1520 and the Slave Trade to the Americas
Perhaps one of the most surprising aspects of the 1619 commemorations is that few people realize that the earliest known slaving voyages to sail directly from Africa to the Americas actually landed 500 years ago in Puerto Rico, which eventually became and incorporated territory of the United States.
The ship Santa María de la Luz embarked captive Africans in “Portuguese Guinea” (most probably in Arguin, today’s Mauritania) and disembarked these captives on November 15, 1520, in San Juan, Puerto Rico.
Of course, this shows the connections between the Spanish conquest and colonization of the Americas and the emergence of the transatlantic slave trade.

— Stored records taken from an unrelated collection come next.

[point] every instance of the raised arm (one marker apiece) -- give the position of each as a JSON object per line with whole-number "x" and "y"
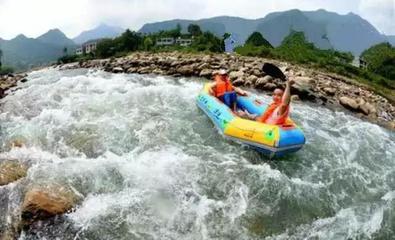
{"x": 211, "y": 88}
{"x": 286, "y": 96}
{"x": 240, "y": 91}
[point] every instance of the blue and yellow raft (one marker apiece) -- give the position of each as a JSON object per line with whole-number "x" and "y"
{"x": 272, "y": 140}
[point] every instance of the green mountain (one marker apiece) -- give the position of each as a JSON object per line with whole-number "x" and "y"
{"x": 391, "y": 39}
{"x": 102, "y": 31}
{"x": 276, "y": 26}
{"x": 325, "y": 29}
{"x": 56, "y": 38}
{"x": 23, "y": 53}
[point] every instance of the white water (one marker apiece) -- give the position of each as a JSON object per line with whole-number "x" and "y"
{"x": 150, "y": 165}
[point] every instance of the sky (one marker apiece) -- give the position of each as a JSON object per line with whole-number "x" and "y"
{"x": 35, "y": 17}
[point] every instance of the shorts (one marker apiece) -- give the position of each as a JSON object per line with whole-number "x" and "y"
{"x": 229, "y": 99}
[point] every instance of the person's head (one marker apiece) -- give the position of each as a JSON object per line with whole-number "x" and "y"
{"x": 223, "y": 73}
{"x": 277, "y": 95}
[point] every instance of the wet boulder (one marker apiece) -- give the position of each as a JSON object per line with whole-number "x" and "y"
{"x": 117, "y": 70}
{"x": 367, "y": 108}
{"x": 349, "y": 103}
{"x": 235, "y": 75}
{"x": 206, "y": 73}
{"x": 238, "y": 82}
{"x": 186, "y": 70}
{"x": 11, "y": 171}
{"x": 43, "y": 202}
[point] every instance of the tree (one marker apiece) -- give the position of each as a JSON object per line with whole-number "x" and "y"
{"x": 128, "y": 41}
{"x": 194, "y": 29}
{"x": 1, "y": 56}
{"x": 380, "y": 59}
{"x": 226, "y": 35}
{"x": 256, "y": 39}
{"x": 208, "y": 42}
{"x": 148, "y": 43}
{"x": 106, "y": 48}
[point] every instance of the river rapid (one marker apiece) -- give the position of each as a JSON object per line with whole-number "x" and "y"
{"x": 150, "y": 165}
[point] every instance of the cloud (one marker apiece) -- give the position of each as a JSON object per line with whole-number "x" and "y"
{"x": 34, "y": 17}
{"x": 381, "y": 14}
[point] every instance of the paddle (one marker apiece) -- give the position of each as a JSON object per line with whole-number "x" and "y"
{"x": 273, "y": 71}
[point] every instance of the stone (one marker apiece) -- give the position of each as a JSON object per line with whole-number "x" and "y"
{"x": 330, "y": 91}
{"x": 186, "y": 70}
{"x": 257, "y": 72}
{"x": 260, "y": 82}
{"x": 349, "y": 103}
{"x": 235, "y": 75}
{"x": 43, "y": 202}
{"x": 295, "y": 98}
{"x": 132, "y": 70}
{"x": 251, "y": 79}
{"x": 238, "y": 82}
{"x": 117, "y": 70}
{"x": 300, "y": 74}
{"x": 270, "y": 86}
{"x": 11, "y": 171}
{"x": 207, "y": 73}
{"x": 367, "y": 108}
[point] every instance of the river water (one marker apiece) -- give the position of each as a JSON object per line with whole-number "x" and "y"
{"x": 150, "y": 165}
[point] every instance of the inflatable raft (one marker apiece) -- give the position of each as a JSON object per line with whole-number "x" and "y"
{"x": 272, "y": 140}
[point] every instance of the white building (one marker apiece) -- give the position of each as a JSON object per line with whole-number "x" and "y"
{"x": 184, "y": 41}
{"x": 88, "y": 47}
{"x": 165, "y": 41}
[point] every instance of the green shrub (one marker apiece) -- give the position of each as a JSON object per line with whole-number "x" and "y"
{"x": 6, "y": 70}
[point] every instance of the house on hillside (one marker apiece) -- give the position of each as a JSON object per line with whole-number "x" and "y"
{"x": 87, "y": 47}
{"x": 230, "y": 43}
{"x": 184, "y": 41}
{"x": 165, "y": 41}
{"x": 169, "y": 41}
{"x": 362, "y": 63}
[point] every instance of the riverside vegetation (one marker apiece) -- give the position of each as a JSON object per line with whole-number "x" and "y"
{"x": 380, "y": 74}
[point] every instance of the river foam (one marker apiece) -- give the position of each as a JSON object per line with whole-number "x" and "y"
{"x": 150, "y": 165}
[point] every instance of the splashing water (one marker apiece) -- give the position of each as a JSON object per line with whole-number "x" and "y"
{"x": 150, "y": 165}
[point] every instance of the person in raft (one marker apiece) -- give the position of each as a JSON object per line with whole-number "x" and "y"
{"x": 223, "y": 89}
{"x": 277, "y": 112}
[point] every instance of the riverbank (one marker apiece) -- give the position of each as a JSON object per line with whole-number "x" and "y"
{"x": 328, "y": 89}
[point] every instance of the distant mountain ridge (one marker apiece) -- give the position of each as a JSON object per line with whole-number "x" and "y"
{"x": 325, "y": 29}
{"x": 56, "y": 37}
{"x": 22, "y": 52}
{"x": 102, "y": 31}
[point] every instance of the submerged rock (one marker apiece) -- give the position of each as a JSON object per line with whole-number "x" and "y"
{"x": 349, "y": 103}
{"x": 43, "y": 202}
{"x": 11, "y": 171}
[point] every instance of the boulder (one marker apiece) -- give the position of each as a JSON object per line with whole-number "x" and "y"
{"x": 367, "y": 108}
{"x": 295, "y": 98}
{"x": 117, "y": 70}
{"x": 269, "y": 86}
{"x": 186, "y": 70}
{"x": 235, "y": 75}
{"x": 43, "y": 202}
{"x": 257, "y": 72}
{"x": 239, "y": 82}
{"x": 349, "y": 103}
{"x": 330, "y": 91}
{"x": 206, "y": 73}
{"x": 11, "y": 171}
{"x": 251, "y": 79}
{"x": 260, "y": 82}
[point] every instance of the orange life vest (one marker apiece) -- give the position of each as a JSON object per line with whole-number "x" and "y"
{"x": 270, "y": 116}
{"x": 222, "y": 85}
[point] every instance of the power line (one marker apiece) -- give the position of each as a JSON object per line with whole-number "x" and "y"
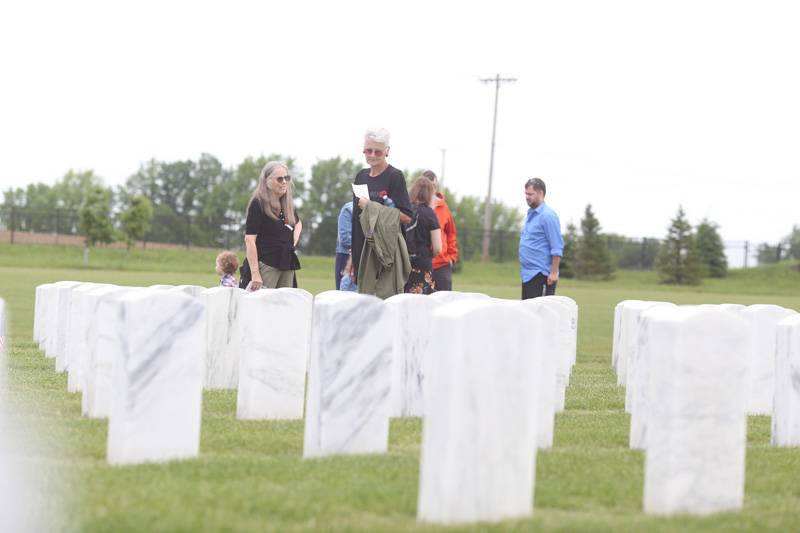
{"x": 487, "y": 213}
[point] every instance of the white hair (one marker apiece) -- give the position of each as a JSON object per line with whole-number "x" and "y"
{"x": 378, "y": 135}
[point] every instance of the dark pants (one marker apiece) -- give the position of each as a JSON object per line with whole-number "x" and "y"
{"x": 537, "y": 286}
{"x": 341, "y": 260}
{"x": 443, "y": 278}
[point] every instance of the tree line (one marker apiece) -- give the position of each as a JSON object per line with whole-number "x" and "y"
{"x": 203, "y": 202}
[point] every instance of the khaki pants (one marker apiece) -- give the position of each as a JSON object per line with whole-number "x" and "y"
{"x": 274, "y": 278}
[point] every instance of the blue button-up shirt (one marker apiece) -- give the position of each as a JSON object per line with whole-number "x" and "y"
{"x": 344, "y": 237}
{"x": 539, "y": 240}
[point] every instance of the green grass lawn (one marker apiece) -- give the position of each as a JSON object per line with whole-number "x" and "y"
{"x": 251, "y": 476}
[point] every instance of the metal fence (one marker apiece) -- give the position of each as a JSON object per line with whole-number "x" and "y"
{"x": 61, "y": 226}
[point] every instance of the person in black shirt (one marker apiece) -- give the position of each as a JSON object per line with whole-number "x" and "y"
{"x": 272, "y": 229}
{"x": 424, "y": 238}
{"x": 385, "y": 184}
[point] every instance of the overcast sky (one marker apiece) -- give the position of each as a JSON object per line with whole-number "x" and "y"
{"x": 635, "y": 107}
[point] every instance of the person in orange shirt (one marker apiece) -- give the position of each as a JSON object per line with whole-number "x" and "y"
{"x": 443, "y": 263}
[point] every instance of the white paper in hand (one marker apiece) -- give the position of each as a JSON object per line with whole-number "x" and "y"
{"x": 361, "y": 191}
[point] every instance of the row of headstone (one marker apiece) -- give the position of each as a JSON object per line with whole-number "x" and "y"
{"x": 685, "y": 368}
{"x": 482, "y": 372}
{"x": 138, "y": 356}
{"x": 488, "y": 376}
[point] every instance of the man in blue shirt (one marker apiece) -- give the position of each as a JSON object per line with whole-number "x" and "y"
{"x": 343, "y": 239}
{"x": 540, "y": 244}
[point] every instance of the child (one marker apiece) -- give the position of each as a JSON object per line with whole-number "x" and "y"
{"x": 347, "y": 283}
{"x": 227, "y": 263}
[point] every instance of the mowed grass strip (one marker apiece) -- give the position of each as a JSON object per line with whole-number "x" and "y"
{"x": 251, "y": 476}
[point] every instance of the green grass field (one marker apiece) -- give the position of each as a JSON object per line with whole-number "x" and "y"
{"x": 251, "y": 475}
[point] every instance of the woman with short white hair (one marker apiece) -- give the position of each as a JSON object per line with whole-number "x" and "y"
{"x": 385, "y": 184}
{"x": 272, "y": 229}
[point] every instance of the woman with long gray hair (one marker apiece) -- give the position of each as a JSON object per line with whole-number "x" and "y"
{"x": 272, "y": 229}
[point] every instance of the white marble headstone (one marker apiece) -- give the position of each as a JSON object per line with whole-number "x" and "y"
{"x": 478, "y": 456}
{"x": 786, "y": 410}
{"x": 349, "y": 378}
{"x": 637, "y": 392}
{"x": 616, "y": 339}
{"x": 411, "y": 336}
{"x": 733, "y": 307}
{"x": 628, "y": 336}
{"x": 223, "y": 336}
{"x": 64, "y": 316}
{"x": 158, "y": 378}
{"x": 76, "y": 335}
{"x": 52, "y": 318}
{"x": 38, "y": 312}
{"x": 102, "y": 348}
{"x": 697, "y": 430}
{"x": 764, "y": 321}
{"x": 564, "y": 339}
{"x": 572, "y": 305}
{"x": 276, "y": 325}
{"x": 635, "y": 384}
{"x": 549, "y": 349}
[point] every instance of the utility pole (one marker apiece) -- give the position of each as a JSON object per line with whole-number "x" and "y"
{"x": 441, "y": 175}
{"x": 487, "y": 212}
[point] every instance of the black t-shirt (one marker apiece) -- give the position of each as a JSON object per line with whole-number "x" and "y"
{"x": 274, "y": 239}
{"x": 393, "y": 183}
{"x": 426, "y": 221}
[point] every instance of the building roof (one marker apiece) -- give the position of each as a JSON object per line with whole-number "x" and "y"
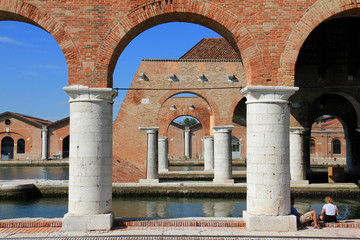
{"x": 31, "y": 120}
{"x": 211, "y": 48}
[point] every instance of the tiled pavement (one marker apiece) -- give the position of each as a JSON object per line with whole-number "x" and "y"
{"x": 191, "y": 228}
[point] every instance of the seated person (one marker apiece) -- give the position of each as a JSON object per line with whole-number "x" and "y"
{"x": 329, "y": 211}
{"x": 304, "y": 218}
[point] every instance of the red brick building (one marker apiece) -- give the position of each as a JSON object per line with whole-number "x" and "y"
{"x": 327, "y": 142}
{"x": 210, "y": 70}
{"x": 22, "y": 137}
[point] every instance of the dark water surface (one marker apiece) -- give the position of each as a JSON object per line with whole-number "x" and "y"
{"x": 35, "y": 172}
{"x": 165, "y": 207}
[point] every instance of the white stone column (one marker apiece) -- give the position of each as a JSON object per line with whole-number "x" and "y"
{"x": 209, "y": 154}
{"x": 268, "y": 164}
{"x": 90, "y": 162}
{"x": 187, "y": 142}
{"x": 152, "y": 155}
{"x": 222, "y": 154}
{"x": 44, "y": 145}
{"x": 163, "y": 154}
{"x": 297, "y": 156}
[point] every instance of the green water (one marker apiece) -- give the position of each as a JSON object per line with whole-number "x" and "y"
{"x": 165, "y": 207}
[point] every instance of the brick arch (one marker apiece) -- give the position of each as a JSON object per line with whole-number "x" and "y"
{"x": 191, "y": 11}
{"x": 202, "y": 94}
{"x": 201, "y": 113}
{"x": 318, "y": 13}
{"x": 29, "y": 13}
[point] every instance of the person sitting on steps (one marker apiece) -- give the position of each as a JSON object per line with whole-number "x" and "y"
{"x": 329, "y": 211}
{"x": 304, "y": 218}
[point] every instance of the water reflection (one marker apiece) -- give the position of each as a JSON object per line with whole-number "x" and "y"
{"x": 165, "y": 207}
{"x": 178, "y": 207}
{"x": 35, "y": 172}
{"x": 200, "y": 168}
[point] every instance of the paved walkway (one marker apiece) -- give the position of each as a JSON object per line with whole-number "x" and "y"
{"x": 184, "y": 228}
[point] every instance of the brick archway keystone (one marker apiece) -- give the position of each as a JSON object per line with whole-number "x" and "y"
{"x": 193, "y": 11}
{"x": 319, "y": 12}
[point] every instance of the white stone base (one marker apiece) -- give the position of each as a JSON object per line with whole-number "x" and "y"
{"x": 229, "y": 181}
{"x": 270, "y": 223}
{"x": 149, "y": 181}
{"x": 74, "y": 223}
{"x": 295, "y": 183}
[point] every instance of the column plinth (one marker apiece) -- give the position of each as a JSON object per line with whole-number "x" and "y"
{"x": 268, "y": 164}
{"x": 222, "y": 154}
{"x": 152, "y": 175}
{"x": 90, "y": 160}
{"x": 163, "y": 154}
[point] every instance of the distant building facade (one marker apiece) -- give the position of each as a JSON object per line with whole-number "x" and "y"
{"x": 29, "y": 138}
{"x": 328, "y": 142}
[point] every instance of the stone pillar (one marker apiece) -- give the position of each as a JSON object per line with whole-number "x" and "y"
{"x": 90, "y": 162}
{"x": 163, "y": 154}
{"x": 187, "y": 142}
{"x": 209, "y": 154}
{"x": 222, "y": 154}
{"x": 152, "y": 155}
{"x": 268, "y": 164}
{"x": 297, "y": 156}
{"x": 44, "y": 145}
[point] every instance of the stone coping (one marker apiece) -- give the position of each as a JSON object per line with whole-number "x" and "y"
{"x": 159, "y": 222}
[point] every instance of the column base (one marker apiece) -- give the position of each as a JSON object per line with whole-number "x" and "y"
{"x": 229, "y": 181}
{"x": 149, "y": 181}
{"x": 294, "y": 183}
{"x": 270, "y": 223}
{"x": 75, "y": 223}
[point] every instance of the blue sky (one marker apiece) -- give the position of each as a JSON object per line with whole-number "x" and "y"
{"x": 33, "y": 67}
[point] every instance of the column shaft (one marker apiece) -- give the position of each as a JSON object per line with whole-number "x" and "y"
{"x": 44, "y": 146}
{"x": 187, "y": 142}
{"x": 90, "y": 162}
{"x": 268, "y": 165}
{"x": 297, "y": 156}
{"x": 222, "y": 154}
{"x": 208, "y": 153}
{"x": 163, "y": 154}
{"x": 152, "y": 155}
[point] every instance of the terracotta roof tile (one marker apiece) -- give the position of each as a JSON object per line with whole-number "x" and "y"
{"x": 211, "y": 48}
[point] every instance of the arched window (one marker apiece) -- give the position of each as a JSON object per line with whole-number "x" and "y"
{"x": 336, "y": 146}
{"x": 7, "y": 148}
{"x": 21, "y": 146}
{"x": 312, "y": 146}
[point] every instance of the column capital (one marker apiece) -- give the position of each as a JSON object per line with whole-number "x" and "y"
{"x": 79, "y": 93}
{"x": 268, "y": 94}
{"x": 298, "y": 130}
{"x": 149, "y": 129}
{"x": 226, "y": 128}
{"x": 162, "y": 139}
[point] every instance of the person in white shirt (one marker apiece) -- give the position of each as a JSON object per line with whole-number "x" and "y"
{"x": 329, "y": 211}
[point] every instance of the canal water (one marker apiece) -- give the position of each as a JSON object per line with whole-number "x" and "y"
{"x": 145, "y": 207}
{"x": 165, "y": 207}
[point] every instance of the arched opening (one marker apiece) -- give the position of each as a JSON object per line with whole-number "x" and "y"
{"x": 33, "y": 67}
{"x": 327, "y": 71}
{"x": 21, "y": 146}
{"x": 329, "y": 143}
{"x": 185, "y": 135}
{"x": 65, "y": 147}
{"x": 7, "y": 148}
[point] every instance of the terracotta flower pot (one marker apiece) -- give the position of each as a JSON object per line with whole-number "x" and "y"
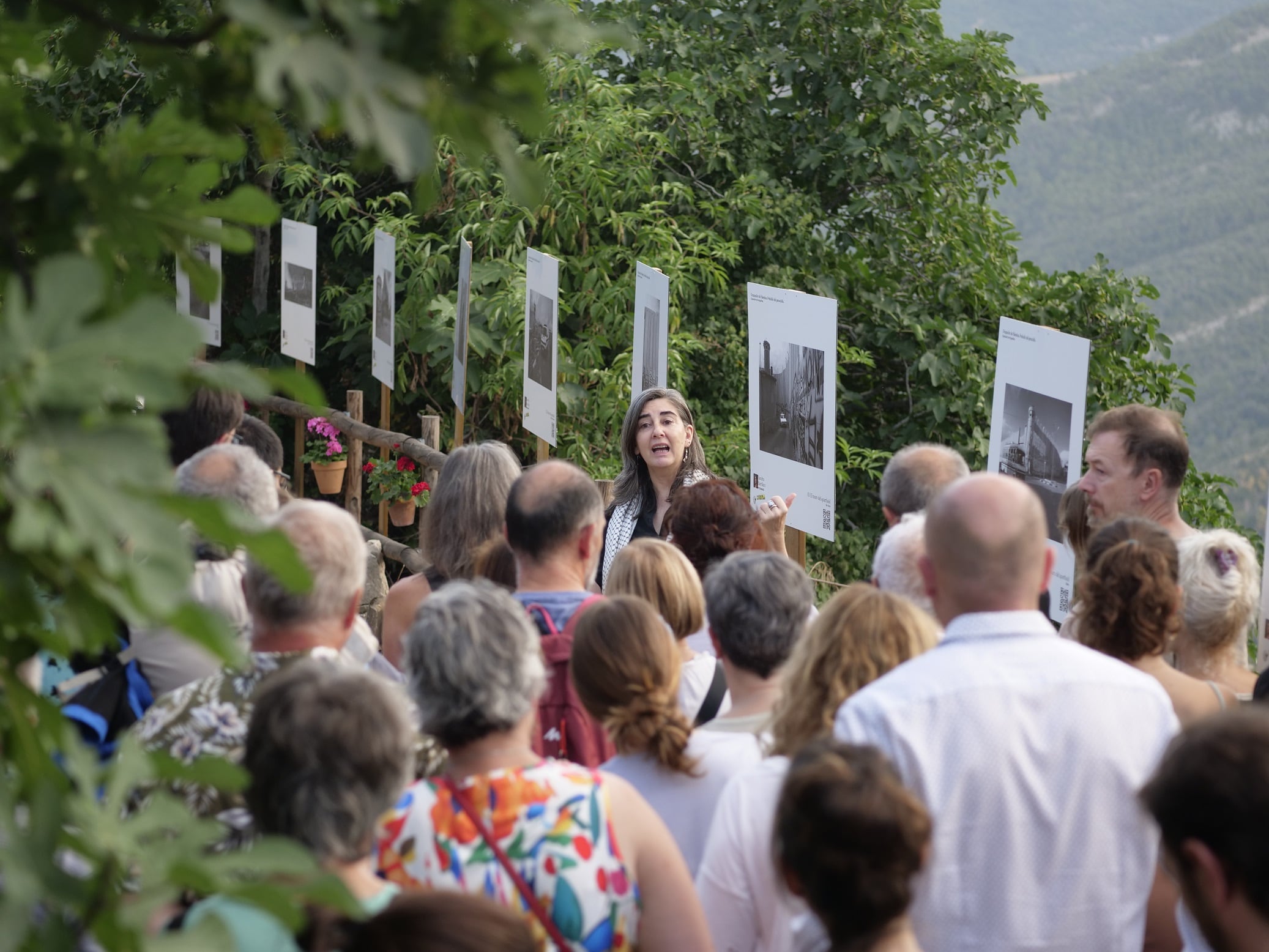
{"x": 330, "y": 477}
{"x": 403, "y": 512}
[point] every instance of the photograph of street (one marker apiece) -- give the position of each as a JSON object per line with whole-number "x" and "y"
{"x": 198, "y": 308}
{"x": 791, "y": 403}
{"x": 299, "y": 286}
{"x": 1036, "y": 446}
{"x": 651, "y": 343}
{"x": 541, "y": 339}
{"x": 382, "y": 309}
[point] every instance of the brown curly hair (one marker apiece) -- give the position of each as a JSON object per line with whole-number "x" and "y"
{"x": 626, "y": 668}
{"x": 1128, "y": 598}
{"x": 852, "y": 838}
{"x": 711, "y": 519}
{"x": 858, "y": 636}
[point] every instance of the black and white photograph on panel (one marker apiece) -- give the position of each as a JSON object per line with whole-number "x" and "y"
{"x": 198, "y": 308}
{"x": 792, "y": 394}
{"x": 382, "y": 309}
{"x": 206, "y": 315}
{"x": 1036, "y": 446}
{"x": 651, "y": 343}
{"x": 382, "y": 353}
{"x": 1037, "y": 428}
{"x": 541, "y": 330}
{"x": 299, "y": 284}
{"x": 791, "y": 403}
{"x": 462, "y": 316}
{"x": 299, "y": 291}
{"x": 649, "y": 359}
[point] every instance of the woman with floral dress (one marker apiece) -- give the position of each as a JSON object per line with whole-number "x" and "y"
{"x": 578, "y": 852}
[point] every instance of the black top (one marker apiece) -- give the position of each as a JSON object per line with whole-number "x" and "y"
{"x": 644, "y": 529}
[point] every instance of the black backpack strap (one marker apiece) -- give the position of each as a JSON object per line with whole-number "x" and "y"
{"x": 713, "y": 697}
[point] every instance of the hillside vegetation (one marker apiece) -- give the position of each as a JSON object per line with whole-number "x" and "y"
{"x": 1160, "y": 164}
{"x": 1082, "y": 35}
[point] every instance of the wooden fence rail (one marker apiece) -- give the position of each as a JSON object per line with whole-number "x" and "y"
{"x": 412, "y": 447}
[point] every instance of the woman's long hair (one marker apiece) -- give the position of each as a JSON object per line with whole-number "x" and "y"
{"x": 626, "y": 669}
{"x": 1128, "y": 597}
{"x": 858, "y": 636}
{"x": 632, "y": 484}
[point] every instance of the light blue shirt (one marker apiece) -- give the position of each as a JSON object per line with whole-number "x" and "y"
{"x": 1028, "y": 752}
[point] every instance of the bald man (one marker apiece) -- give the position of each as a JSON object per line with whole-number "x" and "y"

Join us for a conversation with Prof. David Wheat and Prof. Sabrina Smith on the early history of slave trading and slavery in the Caribbean and Mexico.
David Wheat is Associate Professor of History, whose book Atlantic Africa and the Spanish Caribbean (2016) won the James A. Rawley Prize of the American Historical Association, and the Harriet Tubman Book Prize of the Lapidus Center for the Historical Analysis of Transatlantic Slavery.
Sabrina Smith is Assistant Professor of History at the University of California, Merced and the author of “Slave Trading in Antequera and Interregional Slave Traffic in New Spain, 1680–1710” in the edited volume From the Galleons to the Highlands: Slave Trade Routes in the Spanish Americas (2020) edited by Alex Borucki, David Eltis, and David Wheat.